---

_You are currently looking at **version 1.1** of this notebook. To download notebooks and datafiles, as well as get help on Jupyter notebooks in the Coursera platform, visit the [Jupyter Notebook FAQ](https://www.coursera.org/learn/python-machine-learning/resources/bANLa) course resource._

---

# Assignment 3 - Evaluation

In this assignment you will train several models and evaluate how effectively they predict instances of fraud using data based on [this dataset from Kaggle](https://www.kaggle.com/dalpozz/creditcardfraud).
 
Each row in `fraud_data.csv` corresponds to a credit card transaction. Features include confidential variables `V1` through `V28` as well as `Amount` which is the amount of the transaction. 
 
The target is stored in the `class` column, where a value of 1 corresponds to an instance of fraud and 0 corresponds to an instance of not fraud.

In [45]:
import numpy as np
import pandas as pd

In [44]:
%reset

Once deleted, variables cannot be recovered. Proceed (y/[n])? y


In [51]:
# Use X_train, X_test, y_train, y_test for all of the following questions
from sklearn.model_selection import train_test_split

#df = pd.read_csv('fraud_data.csv')
df = pd.read_csv('data/creditcard.csv')
df_1 = df[df.Class == 1].sample(n=356)
df_0 = df[df.Class == 0].sample(n=21337)
df = pd.concat([df_1, df_0], ignore_index=True)

X = df.iloc[:,:-1]
y = df.iloc[:,-1]

X_train, X_test, y_train, y_test = train_test_split(X, y, random_state=0)

In [52]:
X_train.shape, X_test.shape

((16269, 30), (5424, 30))

### Question 1
Import the data from `fraud_data.csv`. What percentage of the observations in the dataset are instances of fraud?

*This function should return a float between 0 and 1.* 

In [47]:
def answer_one():
    
    # Your code here
    ans = np.sum(df.Class == 1)/len(df)
    return ans

answer_one()

0.016410823768035772

### Question 2

Using `X_train`, `X_test`, `y_train`, and `y_test` (as defined above), train a dummy classifier that classifies everything as the majority class of the training data. What is the accuracy of this classifier? What is the recall?

*This function should a return a tuple with two floats, i.e. `(accuracy score, recall score)`.*

In [48]:
def answer_two():
    from sklearn.dummy import DummyClassifier
    from sklearn.metrics import recall_score
    
    clf = DummyClassifier(strategy='most_frequent').fit(X_train, y_train)
    y_predict = clf.predict(X_test)
    accuracy = clf.score(X_train, y_train)
    recall = recall_score(y_test, y_predict)
    
    return accuracy, recall

answer_two()

(0.98395721925133695, 0.0)

### Question 3

Using X_train, X_test, y_train, y_test (as defined above), train a SVC classifer using the default parameters. What is the accuracy, recall, and precision of this classifier?

*This function should a return a tuple with three floats, i.e. `(accuracy score, recall score, precision score)`.*

In [49]:
def answer_three():
    from sklearn.metrics import recall_score, precision_score
    from sklearn.svm import SVC

    clf = SVC().fit(X_train, y_train)
    y_predict = clf.predict(X_test)
    accuracy = clf.score(X_train, y_train)
    precision = precision_score(y_test, y_predict)
    recall = recall_score(y_test, y_predict)
    
    return accuracy, recall, precision
answer_three()

(0.99987706681418653, 0.021052631578947368, 1.0)

### Question 4

Using the SVC classifier with parameters `{'C': 1e9, 'gamma': 1e-07}`, what is the confusion matrix when using a threshold of -220 on the decision function. Use X_test and y_test.

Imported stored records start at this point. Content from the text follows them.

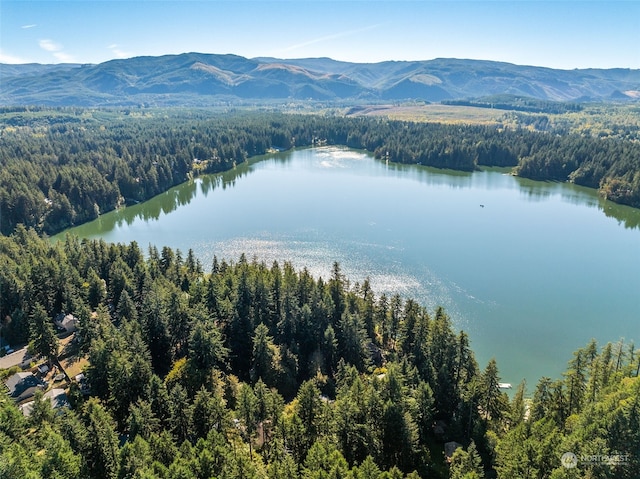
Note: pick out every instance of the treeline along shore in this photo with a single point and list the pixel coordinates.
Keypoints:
(240, 369)
(63, 167)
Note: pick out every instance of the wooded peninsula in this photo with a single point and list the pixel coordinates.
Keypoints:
(242, 369)
(63, 167)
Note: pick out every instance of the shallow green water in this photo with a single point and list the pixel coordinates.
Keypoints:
(532, 275)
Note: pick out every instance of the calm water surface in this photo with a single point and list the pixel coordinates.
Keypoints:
(532, 275)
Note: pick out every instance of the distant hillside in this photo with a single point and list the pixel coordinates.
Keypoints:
(201, 79)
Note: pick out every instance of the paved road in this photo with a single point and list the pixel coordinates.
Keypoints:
(15, 358)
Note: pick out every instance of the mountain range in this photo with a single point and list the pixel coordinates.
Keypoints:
(206, 79)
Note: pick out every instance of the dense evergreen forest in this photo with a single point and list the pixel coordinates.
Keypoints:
(63, 167)
(246, 370)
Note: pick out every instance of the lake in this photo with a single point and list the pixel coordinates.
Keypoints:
(531, 270)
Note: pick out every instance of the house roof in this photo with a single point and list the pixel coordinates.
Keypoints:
(23, 385)
(57, 397)
(14, 381)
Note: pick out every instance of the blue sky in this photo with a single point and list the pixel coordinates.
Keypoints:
(559, 34)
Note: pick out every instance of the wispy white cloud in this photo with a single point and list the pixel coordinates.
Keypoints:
(64, 57)
(7, 58)
(56, 50)
(49, 45)
(333, 36)
(118, 52)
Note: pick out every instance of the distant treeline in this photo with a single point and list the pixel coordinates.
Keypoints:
(63, 167)
(516, 103)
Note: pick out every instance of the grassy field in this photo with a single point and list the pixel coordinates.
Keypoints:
(597, 119)
(434, 113)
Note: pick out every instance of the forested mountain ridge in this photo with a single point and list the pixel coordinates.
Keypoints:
(199, 79)
(262, 371)
(63, 167)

*This function should return a confusion matrix, a 2x2 numpy array with 4 integers.*

In [50]:
def answer_four():
    from sklearn.metrics import confusion_matrix
    from sklearn.svm import SVC
    
    params = {'C': 1e9, 'gamma': 1e-07}
    clf = SVC(**params).fit(X_train, y_train)
    y_scores = clf.decision_function(X_test)
    y_predict = y_scores > -220
    
    cm = confusion_matrix(y_test, y_predict)
    
    return cm

answer_four()

array([[   4, 5325],
       [   0,   95]])

### Question 5

Train a logisitic regression classifier with default parameters using X_train and y_train.

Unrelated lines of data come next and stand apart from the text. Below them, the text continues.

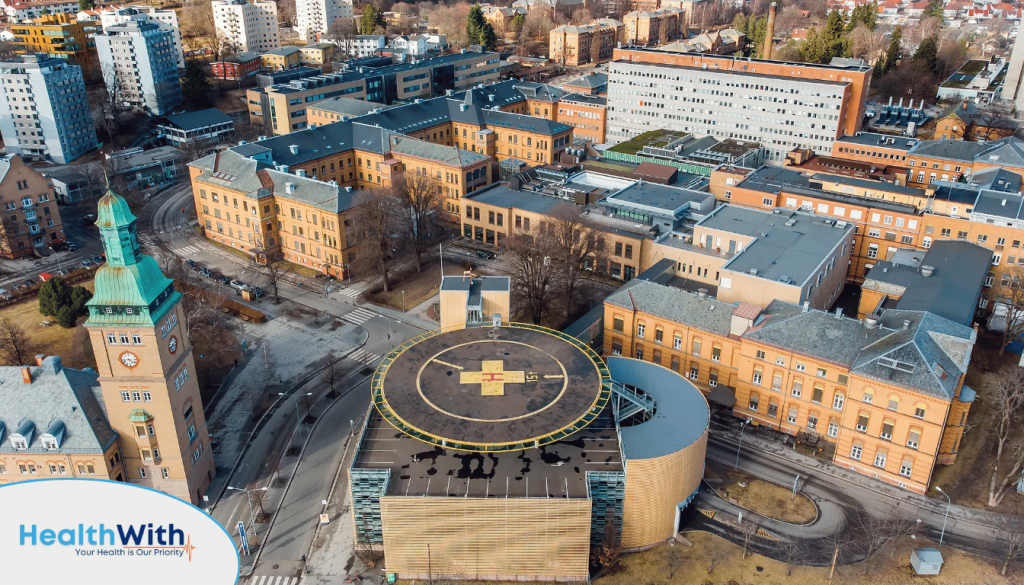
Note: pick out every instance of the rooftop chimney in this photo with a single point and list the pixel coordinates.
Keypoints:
(769, 33)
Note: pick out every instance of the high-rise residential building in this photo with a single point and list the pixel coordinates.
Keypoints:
(576, 45)
(783, 106)
(167, 19)
(62, 37)
(315, 16)
(137, 58)
(44, 111)
(145, 364)
(247, 26)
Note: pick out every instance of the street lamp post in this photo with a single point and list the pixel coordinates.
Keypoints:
(742, 425)
(252, 515)
(60, 269)
(297, 415)
(949, 503)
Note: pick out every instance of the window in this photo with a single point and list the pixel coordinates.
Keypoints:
(880, 458)
(838, 401)
(913, 439)
(816, 394)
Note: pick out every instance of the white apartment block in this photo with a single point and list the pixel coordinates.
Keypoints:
(137, 57)
(315, 16)
(247, 26)
(781, 114)
(167, 19)
(18, 10)
(43, 109)
(361, 46)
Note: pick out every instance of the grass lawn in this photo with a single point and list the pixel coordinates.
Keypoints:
(72, 345)
(418, 286)
(770, 500)
(890, 567)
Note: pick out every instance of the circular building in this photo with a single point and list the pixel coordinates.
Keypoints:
(505, 450)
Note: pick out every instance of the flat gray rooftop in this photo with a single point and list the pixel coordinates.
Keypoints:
(778, 250)
(557, 470)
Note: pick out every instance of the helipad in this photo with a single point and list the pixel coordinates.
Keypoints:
(486, 388)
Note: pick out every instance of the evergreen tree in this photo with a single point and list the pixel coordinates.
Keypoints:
(934, 10)
(478, 30)
(893, 51)
(928, 53)
(371, 19)
(196, 86)
(53, 295)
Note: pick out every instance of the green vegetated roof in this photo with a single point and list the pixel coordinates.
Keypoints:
(656, 138)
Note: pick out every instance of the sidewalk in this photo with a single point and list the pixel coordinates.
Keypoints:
(974, 515)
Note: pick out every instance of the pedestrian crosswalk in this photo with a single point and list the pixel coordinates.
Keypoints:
(359, 316)
(272, 580)
(364, 357)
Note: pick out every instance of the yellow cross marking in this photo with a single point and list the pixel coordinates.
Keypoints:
(492, 378)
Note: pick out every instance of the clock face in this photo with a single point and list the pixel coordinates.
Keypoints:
(129, 360)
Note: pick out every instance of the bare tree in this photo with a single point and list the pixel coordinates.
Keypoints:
(420, 201)
(674, 559)
(1005, 395)
(532, 270)
(1013, 546)
(576, 244)
(377, 220)
(15, 347)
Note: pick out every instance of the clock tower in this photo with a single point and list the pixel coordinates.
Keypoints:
(145, 364)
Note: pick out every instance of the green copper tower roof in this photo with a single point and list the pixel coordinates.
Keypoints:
(130, 289)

For the logisitic regression classifier, create a precision recall curve and a roc curve using y_test and the probability estimates for X_test (probability it is fraud).

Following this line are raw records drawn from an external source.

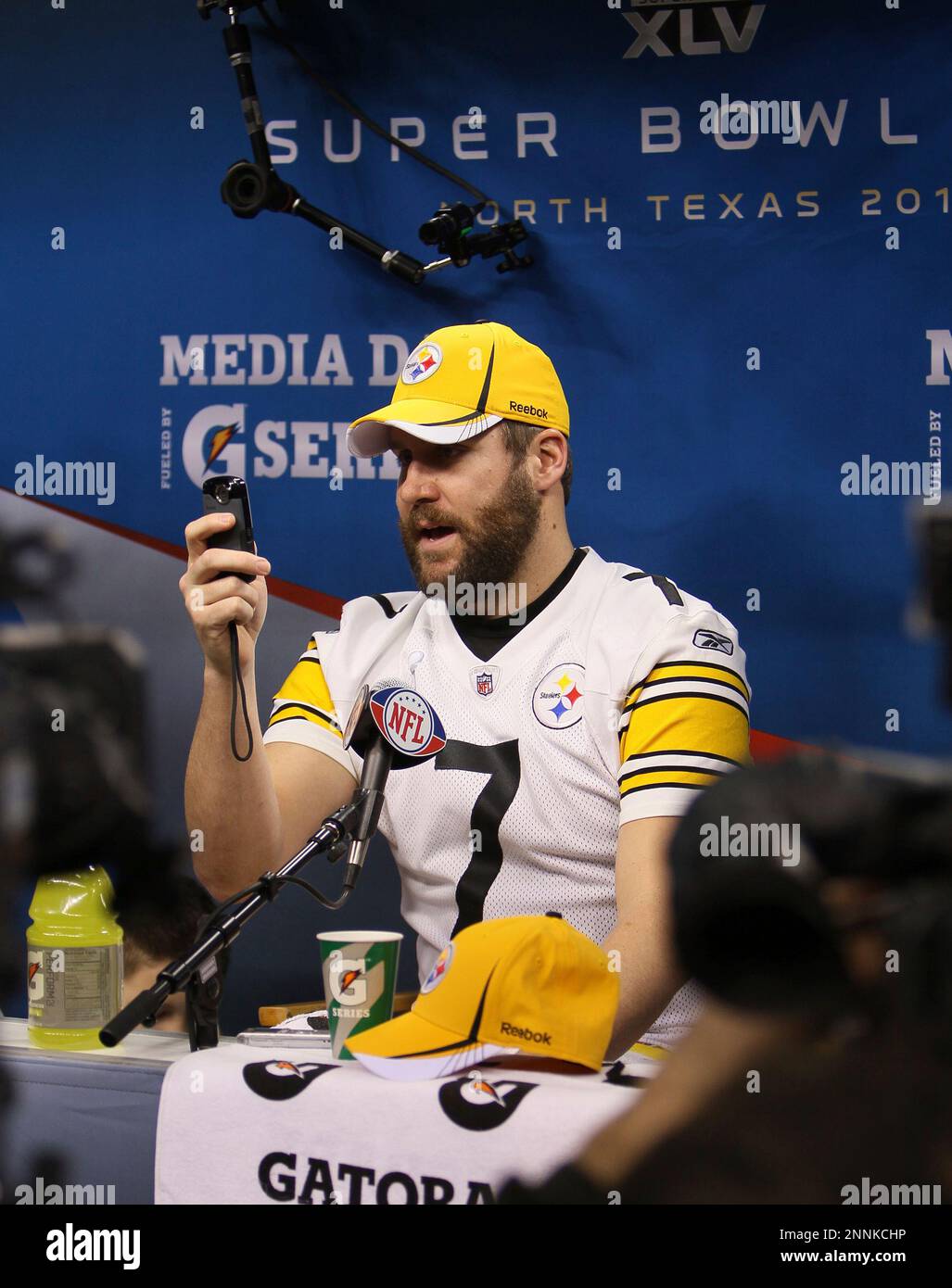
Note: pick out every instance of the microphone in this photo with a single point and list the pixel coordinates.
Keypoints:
(389, 728)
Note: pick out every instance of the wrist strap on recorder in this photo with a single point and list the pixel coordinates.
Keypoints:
(237, 683)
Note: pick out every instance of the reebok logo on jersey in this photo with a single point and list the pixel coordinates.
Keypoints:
(710, 639)
(526, 1034)
(529, 410)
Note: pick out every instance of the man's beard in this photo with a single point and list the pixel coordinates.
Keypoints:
(492, 545)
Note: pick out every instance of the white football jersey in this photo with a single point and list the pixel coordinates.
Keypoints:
(621, 700)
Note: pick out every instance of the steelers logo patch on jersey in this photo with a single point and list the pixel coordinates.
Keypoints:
(439, 967)
(422, 363)
(557, 702)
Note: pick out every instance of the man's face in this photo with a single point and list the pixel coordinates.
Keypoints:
(463, 509)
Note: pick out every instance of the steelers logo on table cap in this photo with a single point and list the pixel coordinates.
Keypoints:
(557, 702)
(422, 363)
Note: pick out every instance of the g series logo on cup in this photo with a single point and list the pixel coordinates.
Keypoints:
(360, 978)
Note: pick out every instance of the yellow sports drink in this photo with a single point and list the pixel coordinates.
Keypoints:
(73, 960)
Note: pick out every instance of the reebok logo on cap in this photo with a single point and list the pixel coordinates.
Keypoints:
(552, 984)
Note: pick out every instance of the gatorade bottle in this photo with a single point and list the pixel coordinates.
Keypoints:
(73, 960)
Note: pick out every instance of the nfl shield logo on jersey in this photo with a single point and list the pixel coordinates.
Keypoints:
(485, 680)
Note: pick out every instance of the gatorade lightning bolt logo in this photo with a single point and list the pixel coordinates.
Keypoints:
(439, 967)
(478, 1104)
(281, 1080)
(221, 439)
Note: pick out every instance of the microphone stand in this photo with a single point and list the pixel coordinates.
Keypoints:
(250, 187)
(197, 971)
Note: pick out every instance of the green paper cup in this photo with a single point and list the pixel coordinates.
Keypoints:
(360, 978)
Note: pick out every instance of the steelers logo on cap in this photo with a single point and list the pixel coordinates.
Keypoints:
(422, 363)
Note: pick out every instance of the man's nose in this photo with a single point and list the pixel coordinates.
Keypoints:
(419, 483)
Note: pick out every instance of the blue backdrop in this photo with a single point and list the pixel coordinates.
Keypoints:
(732, 324)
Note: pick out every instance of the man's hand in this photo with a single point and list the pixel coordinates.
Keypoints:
(643, 933)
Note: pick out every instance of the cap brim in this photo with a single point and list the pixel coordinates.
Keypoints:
(433, 422)
(410, 1049)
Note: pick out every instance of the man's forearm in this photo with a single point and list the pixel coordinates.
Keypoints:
(231, 806)
(648, 980)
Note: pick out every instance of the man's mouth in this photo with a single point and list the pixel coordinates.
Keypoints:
(435, 536)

Looking at the precision recall curve, what is the recall when the precision is `0.75`?

Looking at the roc curve, what is the true positive rate when the false positive rate is `0.16`?

*This function should return a tuple with two floats, i.e. `(recall, true positive rate)`.*

In [53]:
def answer_five():
    from sklearn.linear_model import LogisticRegression
    from sklearn.metrics import precision_recall_curve, roc_curve
    # Your code here
    lr = LogisticRegression().fit(X_train, y_train)
    y_scores = lr.decision_function(X_test)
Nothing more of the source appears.